La caste des hommes politiques
10 Novembre 2011 Publié dans #PHILOSOPHIE
Dans le blog intitulé « Pouvoir et politique » que j’ai présenté le 31 octobre dernier, j’ai repris la classification de Max Weber relativement aux formes de légitimité du pouvoir, traditionaliste, charismatique ou légaliste. Il reste que le pouvoir, notamment celui de l’État, mais on le voit aujourd’hui aussi avec l’Union Européenne, a besoin de violence pour se faire obéir. Il lui faut donc aussi une structure organisationnelle pour exercer cette violence nécessaire à son fonctionnement.
C’est le contenu de cette structure que nous examinons aujourd’hui, dans les pas de Max Weber.
L'état-major nécessaire à toute entreprise de domination, politique ou économique, ne se soumet pas au détenteur du pouvoir en vertu de sa légitimité, mais en fonction des avantages qu’il en tire. Les membres de l’état-major s’attendent à être rétribués en relation avec leur proximité du pouvoir et à bénéficier de son prestige. Les fiefs attribués aux vassaux, les prébendes des ministres, les émoluments des « bons » serviteurs de l'État comme les privilèges ou les statuts protecteurs relèvent de ces rémunérations. C’est la crainte de perdre ces avantages qui est décisive qui garantit la solidarité entre le détenteur du pouvoir et son état-major.
Aussi, la stabilité de tout pouvoir ne peut être assurée que par des ressources suffisantes pour récompenser ses clientèles et réprimer la rébellion de ceux qui se sentent opprimés. Le pouvoir a toujours eu le choix entre deux méthodes de gouvernement : soit il l’abandonne à des personnes qui en ont la propriété et la responsabilité soit il détient l'administration en propre, confiée à des personnes qui n’en sont pas propriétaires. La première situation se retrouve dans la société féodale où le vassal faisait face par ses propres moyens aux dépenses de l'administration dans le territoire qui lui avait été confié.
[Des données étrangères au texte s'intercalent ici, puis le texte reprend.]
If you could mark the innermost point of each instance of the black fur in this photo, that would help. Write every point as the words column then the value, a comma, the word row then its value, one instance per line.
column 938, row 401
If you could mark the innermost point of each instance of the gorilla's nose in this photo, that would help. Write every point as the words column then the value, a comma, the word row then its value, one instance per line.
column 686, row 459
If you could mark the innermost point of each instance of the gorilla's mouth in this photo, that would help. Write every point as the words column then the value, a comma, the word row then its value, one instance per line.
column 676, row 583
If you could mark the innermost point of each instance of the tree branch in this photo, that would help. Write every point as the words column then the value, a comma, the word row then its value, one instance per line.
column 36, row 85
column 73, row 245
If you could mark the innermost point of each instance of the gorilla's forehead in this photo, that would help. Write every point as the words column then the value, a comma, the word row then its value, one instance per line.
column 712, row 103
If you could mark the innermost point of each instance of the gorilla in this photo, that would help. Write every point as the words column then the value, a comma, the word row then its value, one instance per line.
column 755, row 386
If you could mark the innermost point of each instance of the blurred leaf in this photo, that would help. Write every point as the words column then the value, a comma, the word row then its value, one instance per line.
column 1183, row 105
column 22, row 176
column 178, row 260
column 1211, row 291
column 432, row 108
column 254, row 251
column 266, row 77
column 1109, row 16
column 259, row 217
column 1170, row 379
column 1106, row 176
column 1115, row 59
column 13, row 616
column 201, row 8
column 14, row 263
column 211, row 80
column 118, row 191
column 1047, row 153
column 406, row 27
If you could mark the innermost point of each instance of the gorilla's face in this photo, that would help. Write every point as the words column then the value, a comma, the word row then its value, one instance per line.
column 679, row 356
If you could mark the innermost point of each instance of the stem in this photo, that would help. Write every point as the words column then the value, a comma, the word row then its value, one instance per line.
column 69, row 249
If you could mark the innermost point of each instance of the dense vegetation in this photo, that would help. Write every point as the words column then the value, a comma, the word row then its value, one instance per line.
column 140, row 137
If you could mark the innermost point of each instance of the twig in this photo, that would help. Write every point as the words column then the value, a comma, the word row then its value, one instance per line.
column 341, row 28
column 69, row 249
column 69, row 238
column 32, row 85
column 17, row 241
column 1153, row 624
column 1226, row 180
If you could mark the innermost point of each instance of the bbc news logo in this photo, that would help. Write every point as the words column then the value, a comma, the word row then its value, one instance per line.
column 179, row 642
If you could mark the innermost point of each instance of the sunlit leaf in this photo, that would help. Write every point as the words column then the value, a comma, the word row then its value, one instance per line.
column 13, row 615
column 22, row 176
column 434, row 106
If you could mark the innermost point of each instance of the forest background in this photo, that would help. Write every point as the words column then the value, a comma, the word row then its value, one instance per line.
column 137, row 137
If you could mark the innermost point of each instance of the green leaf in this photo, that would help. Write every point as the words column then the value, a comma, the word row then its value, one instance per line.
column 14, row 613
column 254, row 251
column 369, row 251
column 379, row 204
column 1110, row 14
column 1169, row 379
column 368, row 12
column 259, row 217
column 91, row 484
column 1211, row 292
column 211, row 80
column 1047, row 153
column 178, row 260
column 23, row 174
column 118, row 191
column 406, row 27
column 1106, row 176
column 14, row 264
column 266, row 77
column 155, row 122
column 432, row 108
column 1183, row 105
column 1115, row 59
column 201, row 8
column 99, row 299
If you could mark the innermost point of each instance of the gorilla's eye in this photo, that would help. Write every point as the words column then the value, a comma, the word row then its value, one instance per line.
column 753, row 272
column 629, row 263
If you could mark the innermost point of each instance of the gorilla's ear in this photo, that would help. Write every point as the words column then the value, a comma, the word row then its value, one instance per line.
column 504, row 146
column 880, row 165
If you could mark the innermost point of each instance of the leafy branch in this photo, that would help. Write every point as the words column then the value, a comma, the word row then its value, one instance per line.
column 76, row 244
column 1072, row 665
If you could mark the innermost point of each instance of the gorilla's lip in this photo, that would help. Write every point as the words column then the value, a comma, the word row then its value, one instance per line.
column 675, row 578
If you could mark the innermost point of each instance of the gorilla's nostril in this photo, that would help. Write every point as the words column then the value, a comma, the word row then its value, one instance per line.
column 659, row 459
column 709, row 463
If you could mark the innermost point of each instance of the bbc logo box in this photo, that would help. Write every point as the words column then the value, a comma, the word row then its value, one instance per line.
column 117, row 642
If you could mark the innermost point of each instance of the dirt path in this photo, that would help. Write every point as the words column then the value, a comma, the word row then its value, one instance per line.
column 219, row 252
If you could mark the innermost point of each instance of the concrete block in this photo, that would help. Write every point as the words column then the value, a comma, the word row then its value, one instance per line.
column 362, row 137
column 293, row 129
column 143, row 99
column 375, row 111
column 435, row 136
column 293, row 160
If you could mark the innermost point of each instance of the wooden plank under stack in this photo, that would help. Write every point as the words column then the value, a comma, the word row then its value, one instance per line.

Comme dans cette situation, le souverain ne gouverne qu'avec l'aide d'une aristocratie indépendante qui partage de ce fait le pouvoir avec lui, ce dernier a toujours cherché à devenir le maître de l'administration en la confiant à des subordonnés attachés à sa personne. La politique de Louis XIV à l’égard de la noblesse s’inscrit de manière spectaculaire dans ce cadre.
Plus généralement, le développement de l'État moderne a été fondé sur l’expropriation des puissances indépendantes qui détenait une partie du pouvoir administratif. C’est ainsi qu’il est devenu un outil de pouvoir qui monopolise la violence physique légitime comme moyen de domination dans les limites d'un territoire.
On voit dès lors apparaître un « microcosme », selon la formule de Raymond Barre, qui rassemble les hommes politiques professionnels. Le service qu’ils proposent consiste à se mettre au service du prince. Ils entrent dans la lutte politique pour obtenir qu’on leur confie la gestion des intérêts du pouvoir à la tête d’une ville, d’une région ou d’une administration, en échange de quoi ils obtiennent revenus et raison de vivre. Ce qui les caractérise, c’est qu’ils en font clairement leur métier. Ils offrent au pouvoir un corps de collaborateurs qui lui sont entièrement et exclusivement dévoués. Naturellement la structure de l'organisation politique dépend de la couche sociale dans laquelle le pouvoir recrute ses agents.
Il est ainsi loin d’être indifférent que l’état-major de La République Française trouve quasiment la totalité de ses effectifs au sein de l’ENA, qui provient lui-même presque exclusivement de l’Institut d’Études Politiques de Paris, familièrement appelé Sciences-Po.